My IT guy has been digging around in my server for five weeks trying to fix a problem of intermittent server outages. He comes in, finds what appears to be the problem gives me the “good news” and then about two days later, it happens again. After 30 hours and numerous head on the wall banging episodes later he has come up with this analysis: “Chris, we are trying to locate and resolve the root problem, but it’s very hard to find, and once we do find it we have to have the right fix to make sure it doesn’t come back”.
Chasing and slapping the quick fix on the symptoms of the root problem has been a costly and frustrating experience. For me it’s only a few thousand bucks and a quick plaster patch job on the wall. But what about when we translate this to the problem of homelessness?

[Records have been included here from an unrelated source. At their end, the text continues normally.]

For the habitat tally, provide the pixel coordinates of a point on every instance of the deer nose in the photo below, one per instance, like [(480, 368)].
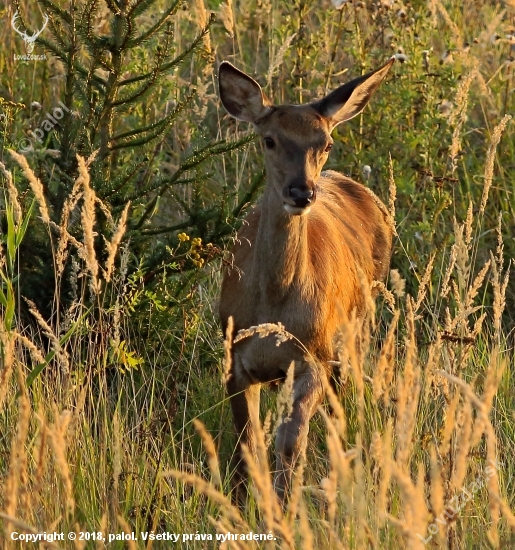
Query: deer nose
[(300, 196)]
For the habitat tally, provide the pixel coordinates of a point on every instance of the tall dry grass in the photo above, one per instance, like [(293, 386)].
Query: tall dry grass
[(424, 410)]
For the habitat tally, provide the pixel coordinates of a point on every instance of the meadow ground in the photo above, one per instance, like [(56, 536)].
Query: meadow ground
[(113, 414)]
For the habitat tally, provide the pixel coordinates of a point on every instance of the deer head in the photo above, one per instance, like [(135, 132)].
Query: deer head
[(297, 138)]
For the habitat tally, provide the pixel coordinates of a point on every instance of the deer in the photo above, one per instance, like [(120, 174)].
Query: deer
[(299, 259)]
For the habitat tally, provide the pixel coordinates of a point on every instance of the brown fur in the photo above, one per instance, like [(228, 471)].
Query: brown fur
[(300, 259)]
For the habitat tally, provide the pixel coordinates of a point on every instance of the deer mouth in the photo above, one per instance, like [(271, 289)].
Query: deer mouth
[(296, 210)]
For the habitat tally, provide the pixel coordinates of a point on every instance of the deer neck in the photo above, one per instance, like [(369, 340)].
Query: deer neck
[(281, 254)]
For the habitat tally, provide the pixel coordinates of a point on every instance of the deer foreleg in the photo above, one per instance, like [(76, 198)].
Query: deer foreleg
[(292, 433), (244, 398)]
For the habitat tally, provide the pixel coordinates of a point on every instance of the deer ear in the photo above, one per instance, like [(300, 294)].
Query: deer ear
[(241, 95), (349, 100)]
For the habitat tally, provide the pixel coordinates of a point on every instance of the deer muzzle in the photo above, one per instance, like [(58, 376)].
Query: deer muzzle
[(299, 197)]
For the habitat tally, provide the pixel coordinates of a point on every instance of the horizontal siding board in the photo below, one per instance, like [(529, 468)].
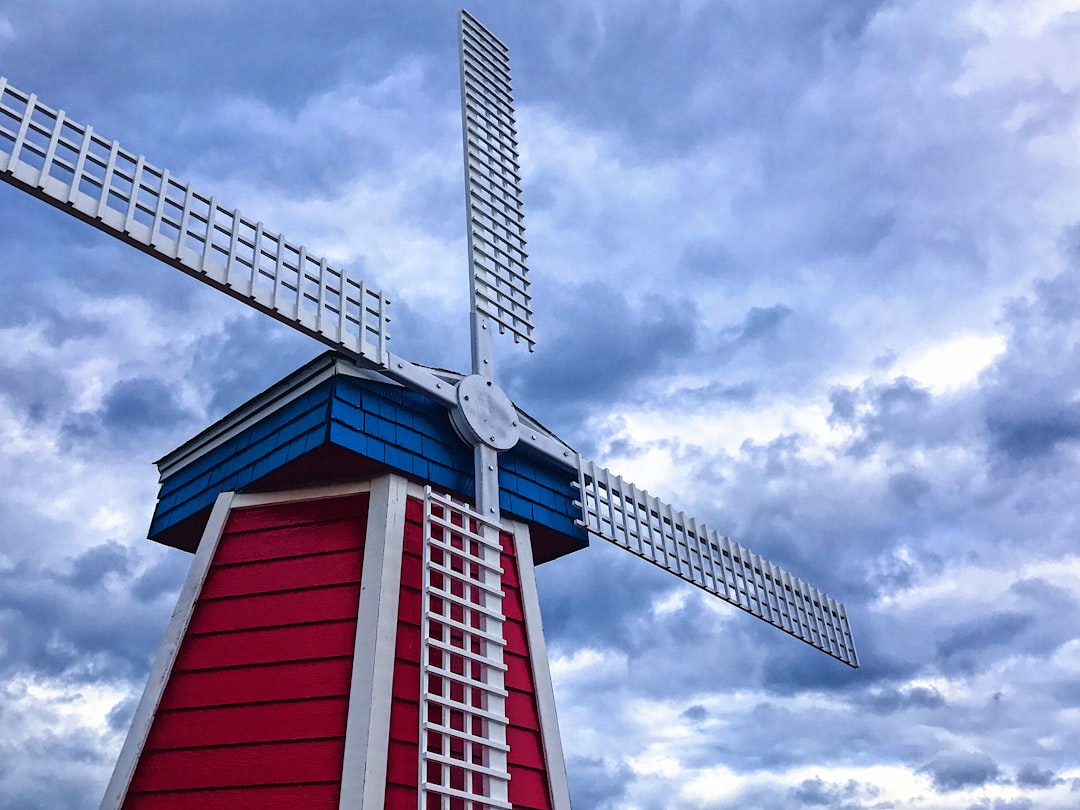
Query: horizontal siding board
[(277, 609), (528, 790), (324, 796), (237, 766), (302, 719), (283, 575), (324, 678), (295, 643), (296, 513), (293, 541)]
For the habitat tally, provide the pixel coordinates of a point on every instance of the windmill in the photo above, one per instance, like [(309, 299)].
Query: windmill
[(474, 557)]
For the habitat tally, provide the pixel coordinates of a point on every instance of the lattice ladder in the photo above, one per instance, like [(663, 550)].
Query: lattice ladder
[(462, 763)]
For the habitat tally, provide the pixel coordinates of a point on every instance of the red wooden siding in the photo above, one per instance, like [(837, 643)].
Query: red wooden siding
[(528, 774), (254, 712)]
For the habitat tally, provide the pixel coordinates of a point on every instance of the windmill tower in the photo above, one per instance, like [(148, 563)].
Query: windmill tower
[(360, 626)]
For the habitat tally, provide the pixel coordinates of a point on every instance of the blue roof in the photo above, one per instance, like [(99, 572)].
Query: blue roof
[(379, 424)]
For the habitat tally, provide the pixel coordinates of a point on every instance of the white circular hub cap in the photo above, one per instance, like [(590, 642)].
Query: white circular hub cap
[(485, 415)]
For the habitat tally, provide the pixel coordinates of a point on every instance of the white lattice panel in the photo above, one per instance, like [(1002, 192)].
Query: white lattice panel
[(634, 520), (72, 167), (462, 696), (493, 184)]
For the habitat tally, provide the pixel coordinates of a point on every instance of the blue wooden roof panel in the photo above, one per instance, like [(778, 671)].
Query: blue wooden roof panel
[(378, 421)]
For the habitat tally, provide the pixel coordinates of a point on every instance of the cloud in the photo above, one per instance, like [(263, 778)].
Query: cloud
[(957, 770)]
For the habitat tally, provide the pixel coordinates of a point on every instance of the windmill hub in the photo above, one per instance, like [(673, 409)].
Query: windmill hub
[(484, 414)]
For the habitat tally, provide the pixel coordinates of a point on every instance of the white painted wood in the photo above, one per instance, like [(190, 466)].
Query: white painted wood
[(367, 728), (117, 791), (302, 494), (462, 671), (541, 672)]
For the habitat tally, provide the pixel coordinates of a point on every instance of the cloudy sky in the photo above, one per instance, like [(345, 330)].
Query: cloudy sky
[(809, 270)]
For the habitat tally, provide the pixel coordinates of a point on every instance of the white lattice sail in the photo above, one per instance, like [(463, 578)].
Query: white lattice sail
[(500, 286), (71, 166), (633, 520)]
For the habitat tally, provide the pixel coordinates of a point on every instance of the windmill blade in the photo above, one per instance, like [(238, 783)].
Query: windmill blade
[(72, 167), (500, 286), (646, 526)]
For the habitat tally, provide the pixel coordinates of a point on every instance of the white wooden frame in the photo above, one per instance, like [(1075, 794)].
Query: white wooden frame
[(117, 791)]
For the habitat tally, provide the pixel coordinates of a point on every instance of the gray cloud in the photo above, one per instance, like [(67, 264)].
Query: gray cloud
[(956, 770)]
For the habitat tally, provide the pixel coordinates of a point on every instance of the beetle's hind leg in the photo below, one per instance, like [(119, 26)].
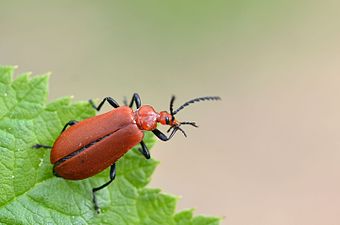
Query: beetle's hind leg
[(69, 123), (41, 146), (112, 177), (144, 150)]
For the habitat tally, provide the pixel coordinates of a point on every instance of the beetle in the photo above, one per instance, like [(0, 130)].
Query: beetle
[(86, 148)]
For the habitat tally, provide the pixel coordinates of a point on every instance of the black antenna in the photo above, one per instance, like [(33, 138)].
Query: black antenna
[(171, 106), (207, 98)]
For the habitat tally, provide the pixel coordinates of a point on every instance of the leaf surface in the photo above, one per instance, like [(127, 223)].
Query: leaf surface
[(30, 194)]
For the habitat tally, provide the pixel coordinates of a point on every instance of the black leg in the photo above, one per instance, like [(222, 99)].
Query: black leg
[(110, 100), (112, 177), (41, 146), (69, 123), (144, 150), (136, 99), (125, 101), (162, 136)]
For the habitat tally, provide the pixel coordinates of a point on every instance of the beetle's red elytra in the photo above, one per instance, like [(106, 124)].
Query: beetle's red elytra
[(86, 148)]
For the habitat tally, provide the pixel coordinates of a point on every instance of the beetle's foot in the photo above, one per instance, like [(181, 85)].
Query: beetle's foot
[(94, 200)]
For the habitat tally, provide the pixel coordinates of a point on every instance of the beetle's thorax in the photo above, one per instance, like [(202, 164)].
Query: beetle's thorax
[(146, 117)]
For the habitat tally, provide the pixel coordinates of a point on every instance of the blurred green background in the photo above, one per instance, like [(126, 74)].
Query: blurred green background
[(268, 153)]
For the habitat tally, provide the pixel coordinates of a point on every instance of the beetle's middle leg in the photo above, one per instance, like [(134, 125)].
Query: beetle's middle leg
[(112, 177), (110, 100)]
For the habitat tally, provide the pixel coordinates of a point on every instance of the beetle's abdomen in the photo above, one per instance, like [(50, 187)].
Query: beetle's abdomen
[(94, 144), (90, 130), (100, 155)]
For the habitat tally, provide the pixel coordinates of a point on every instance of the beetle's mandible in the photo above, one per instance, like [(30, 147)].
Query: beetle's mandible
[(86, 148)]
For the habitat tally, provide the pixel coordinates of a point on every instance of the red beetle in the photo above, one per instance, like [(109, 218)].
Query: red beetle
[(92, 145)]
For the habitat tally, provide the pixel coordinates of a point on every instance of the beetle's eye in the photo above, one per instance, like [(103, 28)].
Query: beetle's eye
[(167, 120)]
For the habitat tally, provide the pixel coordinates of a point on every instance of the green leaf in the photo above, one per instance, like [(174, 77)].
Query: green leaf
[(30, 194)]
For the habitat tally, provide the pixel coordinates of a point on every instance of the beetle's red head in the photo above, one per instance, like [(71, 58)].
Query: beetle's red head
[(166, 118), (147, 118)]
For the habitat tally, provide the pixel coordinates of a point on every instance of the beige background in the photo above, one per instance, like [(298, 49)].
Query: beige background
[(268, 153)]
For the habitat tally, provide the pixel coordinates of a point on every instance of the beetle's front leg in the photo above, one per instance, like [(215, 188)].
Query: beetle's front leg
[(112, 177), (144, 150), (136, 99), (162, 136), (110, 100)]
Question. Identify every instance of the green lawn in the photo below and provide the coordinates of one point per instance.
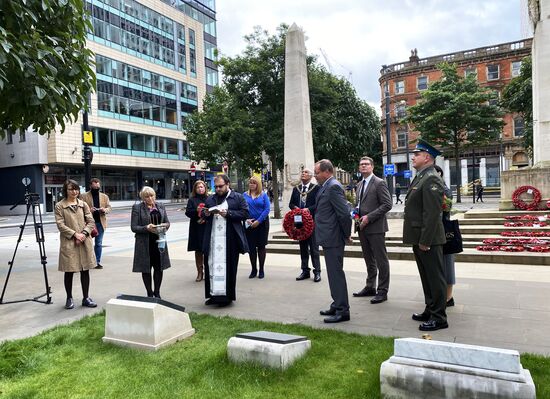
(72, 361)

In my humble opinion of nearly two decades working in this field, this is what many communities STILL do with their homeless problem. Slap a quick fix on the problem. Feel better for awhile. Get more homeless impacts…more quick fixes. And the cycle continues ad nauseam. The press drives the issue constantly saying that we need to do more, more shelters, more money to help, more, more, and more. And for the most part, most people out there really DON’T have the time to learn and understand such a complex issue, so they take one of two sides: Help them, or don’t help them. But there should be a third way and it’s the way that Solutions for Change has been proposing for many years. SOLVE the ROOT problem! But that message gets drowned out in another newspaper story, another meeting, and another plan.
So we end up doing more. All the while it LOOKS like we are doing something because after all, we have our emergency winter shelters, our ten year plans, our consortiums and meetings and it goes on and on. I’ve been a participant in this process and I have seen firsthand how the system works.
Someone once said that every organization (or in this case our homeless policies) is perfectly designed to get the results that they are getting. There were 1.3 million homeless children in America this year. How do you like those results?
A friend of mine, Tom Suddes, puts it this way. Three powerful insights: ABANDON, REDESIGN, REIMAGINE.
- Abandon the old way we approach and manage the problem of homelessness.
- Redesign using new entrepreneurial intervention and engagement strategies cemented in the absolute non negotiable bottom line: SOLVE IT! Solve it for the person. Solve it for the community. Period. End of planning process.
- Reimagine our North County community with NO homeless families. No homeless people in the parks. No homeless impacts in our cities.
Maybe 2009 will be the year. We never give up hope here.